SSH to your server as root or become one running sudo -i or su. If you prefer to administrate your VPS from a user environment, supply the commands with prefix sudo.

1. Create a service file

To automate with systemd use this init service file by saving it as /etc/systemd/system/nymvisor.service and follow the next steps.

  • Open service file in a text editor
nano /etc/systemd/system/nymvisor.service
  • Paste this config file, substitute <USER> and <PATH> with your correct values and add all flags to run your nymvisor to ExecStart line instead of <ARGUMENTS>:
[Unit]
Description=Nymvisor <VERSION>
StartLimitInterval=350
StartLimitBurst=10
 
[Service]
User=<USER> # replace this with whatever user you wish
LimitNOFILE=65536
ExecStart=<PATH>/nymvisor run <ARGUMENTS>
KillSignal=SIGINT
Restart=on-failure
RestartSec=30
 
[Install]
WantedBy=multi-user.target
  • Save config and exit
2. Following steps for nymvisor running as systemd service

Once your service file is saved follow these steps.

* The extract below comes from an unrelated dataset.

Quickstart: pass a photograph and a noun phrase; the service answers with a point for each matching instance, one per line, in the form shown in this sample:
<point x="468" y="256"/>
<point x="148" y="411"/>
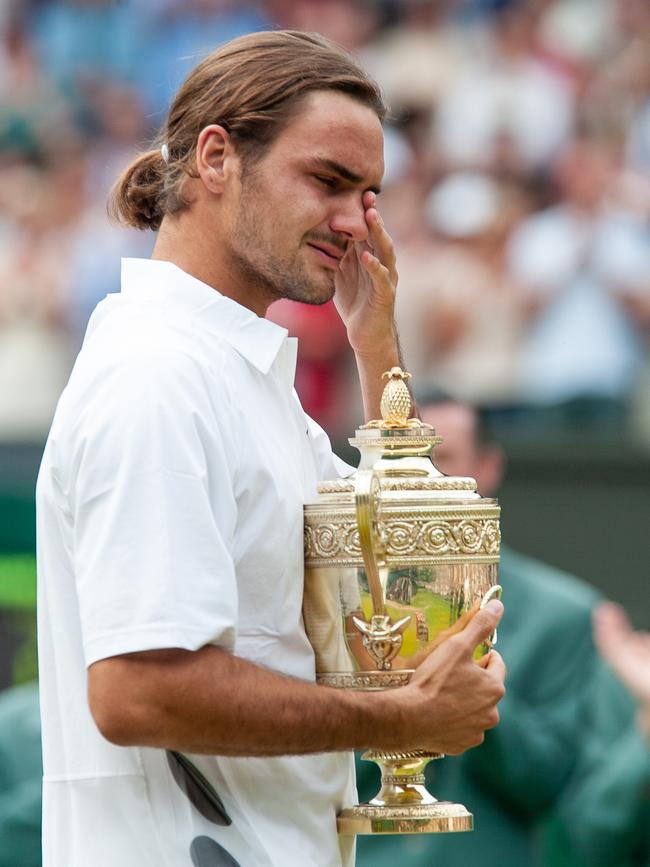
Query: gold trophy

  • Reload systemctl to pickup the new unit file:
systemctl daemon-reload
  • Enable the newly created service:
systemctl enable nymvisor.service
  • Start your Nymvisor instance as a systemd service:
service nymvisor start

This will cause your Nymvisor instance to start at system boot time. If you restart your machine, your service will come back up automatically.

3. Useful systemd commands for easier management
  • You can monitor system logs of your node by running:
journalctl -u nymvisor -f
  • Or check service status by running:
systemctl status nymvisor.service
# for example systemctl status nymvisor.service
  • You can also do service nymvisor stop or service nymvisor restart.
4. Anytime you make any changes to your systemd script after you've enabled it, you will need to run:
systemctl daemon-reload
service nymvisor restart

This lets your operating system know it's ok to reload the service configuration and restarts the node in a graceful way.